Ze ging in therapie, had een fijne psycholoog. Maar een oorzaak voor haar depressie kwam niet aan het licht. Pas op haar vijfentwintigste werd ze eindelijk getest op autisme. Aanleiding was dat ze terloops iets vertelde over haar gevoeligheid voor geluid. 
Lotte: “De diagnose autisme was voor mij heel verhelderend. Ik voelde me meteen heel licht. Mijn moeder vond het heel erg voor mij, maar ik was juist opgelucht. Mijn eerste verjaardag met diagnose voelde alsof het ook echt mijn allereerste verjaardag was. Ik heb veel over het onderwerp gelezen, ik kon me helemaal herkennen in de beschrijvingen van autisme. Ik herkende mijn manier van denken, mijn behoefte aan duidelijkheid, mijn hyperfocus, mijn passie voor verzamelen en rubriceren, het overweldigd kunnen raken in bepaalde situaties, de drukte in mijn hoofd op alle niveaus, het alles even belangrijk vinden. Gaandeweg realiseerde ik me dat mijn opa deze dingen ook had gehad, ik kreeg mijn diagnose in het jaar dat hij overleed. Ik kon het heel goed vinden met mijn opa in de laatste jaren van zijn leven, ik was graag in zijn buurt. Hij was net als ik ook precies, had obsessieve hobby’s en leefde in een kleine wereld waar weinig veranderde. De genenpool van onze familie liegt er sowieso niet om. Ik heb het beslist niet van een vreemde.” 

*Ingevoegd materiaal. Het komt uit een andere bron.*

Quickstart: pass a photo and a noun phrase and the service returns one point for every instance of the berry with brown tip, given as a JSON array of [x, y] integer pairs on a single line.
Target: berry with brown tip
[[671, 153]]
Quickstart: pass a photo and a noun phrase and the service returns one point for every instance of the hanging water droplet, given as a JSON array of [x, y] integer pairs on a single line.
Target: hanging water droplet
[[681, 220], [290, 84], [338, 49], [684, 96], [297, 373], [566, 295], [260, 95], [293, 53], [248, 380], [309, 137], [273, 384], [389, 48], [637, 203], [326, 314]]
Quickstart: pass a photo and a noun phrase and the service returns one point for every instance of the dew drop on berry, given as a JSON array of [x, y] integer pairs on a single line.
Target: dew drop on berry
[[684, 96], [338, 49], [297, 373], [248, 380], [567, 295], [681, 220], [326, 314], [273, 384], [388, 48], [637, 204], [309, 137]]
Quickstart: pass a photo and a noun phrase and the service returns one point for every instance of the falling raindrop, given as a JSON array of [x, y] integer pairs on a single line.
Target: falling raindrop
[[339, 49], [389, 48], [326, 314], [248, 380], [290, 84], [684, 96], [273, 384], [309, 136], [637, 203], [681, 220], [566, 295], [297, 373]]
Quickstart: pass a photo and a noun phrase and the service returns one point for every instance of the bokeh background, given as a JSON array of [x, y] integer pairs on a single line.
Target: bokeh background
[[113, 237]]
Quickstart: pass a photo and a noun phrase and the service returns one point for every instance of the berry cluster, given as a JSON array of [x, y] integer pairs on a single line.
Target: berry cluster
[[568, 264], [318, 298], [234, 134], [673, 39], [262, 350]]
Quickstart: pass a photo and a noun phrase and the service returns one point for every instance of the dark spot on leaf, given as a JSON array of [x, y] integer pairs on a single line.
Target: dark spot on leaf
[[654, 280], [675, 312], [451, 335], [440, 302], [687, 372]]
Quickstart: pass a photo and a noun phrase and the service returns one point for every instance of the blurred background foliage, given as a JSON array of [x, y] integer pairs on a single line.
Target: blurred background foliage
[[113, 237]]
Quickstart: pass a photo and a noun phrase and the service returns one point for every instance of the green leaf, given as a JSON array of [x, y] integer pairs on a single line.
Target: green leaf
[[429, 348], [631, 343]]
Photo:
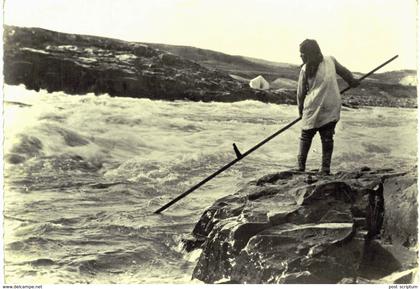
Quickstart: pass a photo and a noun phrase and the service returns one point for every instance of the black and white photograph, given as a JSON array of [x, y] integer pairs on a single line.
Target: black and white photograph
[[210, 142]]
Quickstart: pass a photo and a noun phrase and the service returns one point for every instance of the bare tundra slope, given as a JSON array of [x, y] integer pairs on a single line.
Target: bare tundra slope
[[79, 64]]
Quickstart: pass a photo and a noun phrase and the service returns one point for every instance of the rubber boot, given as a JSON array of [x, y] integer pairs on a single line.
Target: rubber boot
[[327, 150], [304, 146]]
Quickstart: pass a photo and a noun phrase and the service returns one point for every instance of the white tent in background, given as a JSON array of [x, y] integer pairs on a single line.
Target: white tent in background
[[259, 82]]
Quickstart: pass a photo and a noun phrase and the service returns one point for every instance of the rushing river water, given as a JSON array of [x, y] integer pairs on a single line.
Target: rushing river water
[[83, 175]]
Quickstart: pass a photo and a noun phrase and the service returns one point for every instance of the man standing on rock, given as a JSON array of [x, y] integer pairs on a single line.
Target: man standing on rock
[[319, 100]]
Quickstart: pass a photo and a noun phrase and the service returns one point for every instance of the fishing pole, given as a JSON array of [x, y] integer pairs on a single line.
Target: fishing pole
[[240, 156]]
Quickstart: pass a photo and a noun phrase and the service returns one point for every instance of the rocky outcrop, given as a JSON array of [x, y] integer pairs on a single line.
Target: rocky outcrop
[[77, 64], [293, 227]]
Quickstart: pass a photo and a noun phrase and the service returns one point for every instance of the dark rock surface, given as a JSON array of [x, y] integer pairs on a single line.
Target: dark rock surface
[[293, 227], [80, 64]]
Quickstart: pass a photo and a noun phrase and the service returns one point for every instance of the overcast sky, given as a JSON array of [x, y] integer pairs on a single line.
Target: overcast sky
[[360, 33]]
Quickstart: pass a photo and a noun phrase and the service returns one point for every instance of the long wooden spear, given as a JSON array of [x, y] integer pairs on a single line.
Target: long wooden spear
[[240, 156]]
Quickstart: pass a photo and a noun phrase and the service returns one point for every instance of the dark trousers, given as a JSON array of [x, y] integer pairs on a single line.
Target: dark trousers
[[326, 132]]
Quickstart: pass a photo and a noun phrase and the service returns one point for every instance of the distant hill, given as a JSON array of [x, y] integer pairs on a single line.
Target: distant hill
[[239, 65], [78, 64]]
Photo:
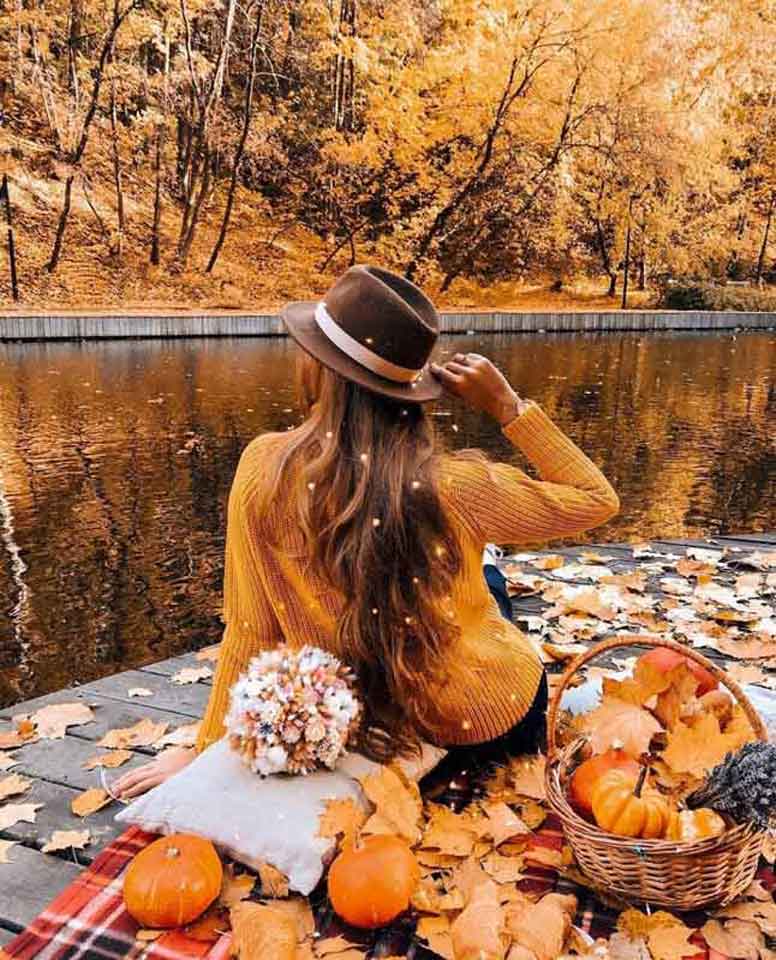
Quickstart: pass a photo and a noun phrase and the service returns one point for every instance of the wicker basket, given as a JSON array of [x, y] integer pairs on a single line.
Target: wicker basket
[[684, 875]]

De mensen met wie Lotte omgaat zijn over het algemeen neurotypisch, hoewel ze bij een enkeling zo af en toe wel haar “verdenkingen” heeft.
Lotte: ”Onlangs werkte ik samen met een jongen van wie ik wist dat hij autistisch is. Na een tijdje heb ik hem verteld van mijn diagnose. Ik vond het heel bijzonder en fijn om te merken dat ik hem niks hoefde uit te leggen. Het voelde heel simpel, ik voelde ook veel compassie. Ik ervoer een vanzelfsprekend contact met hem zoals ik dat nooit heb met mijn neurotypische vrienden, hoe dierbaar die mij allemaal ook zijn. Het maakt me blij dat ik in staat ben om dit contact met iemand te voelen. Het maakt me tegelijkertijd ook verdrietig dat ik dat met mijn neurotypische vrienden dus niet op die manier kan voelen.”  
Ze vertelt hoe ze het moment van de diagnose als feministisch heeft ervaren: “Het patriarchaat eindelijk verslagen! Als mensen zouden ophouden met het label “typisch vrouwelijk” te hangen aan meisjes die zich stil en teruggetrokken gedragen, dan zou autisme bij vrouwen veel eerder aan het licht kunnen komen en zou hun een jarenlange eenzame worsteling bespaard kunnen blijven. Er gaan bij vrouwen vaak zoveel kostbare jaren verloren.”
Nu ze een paar jaar verder is, is haar euforie van vlak na de diagnose wel wat afgezwakt. 
Lotte: ”Autisme is best een ingewikkeld onderwerp, er is nog zo veel niet duidelijk. Er is lang niet altijd bewijs voor wat er op dit moment allemaal over beweerd wordt. De discussie over de wildgroei aan diagnoses verwart me soms. Dan zijn er momenten waarop ik me afvraag wat het het nou precies is, en of het wel bestaat.”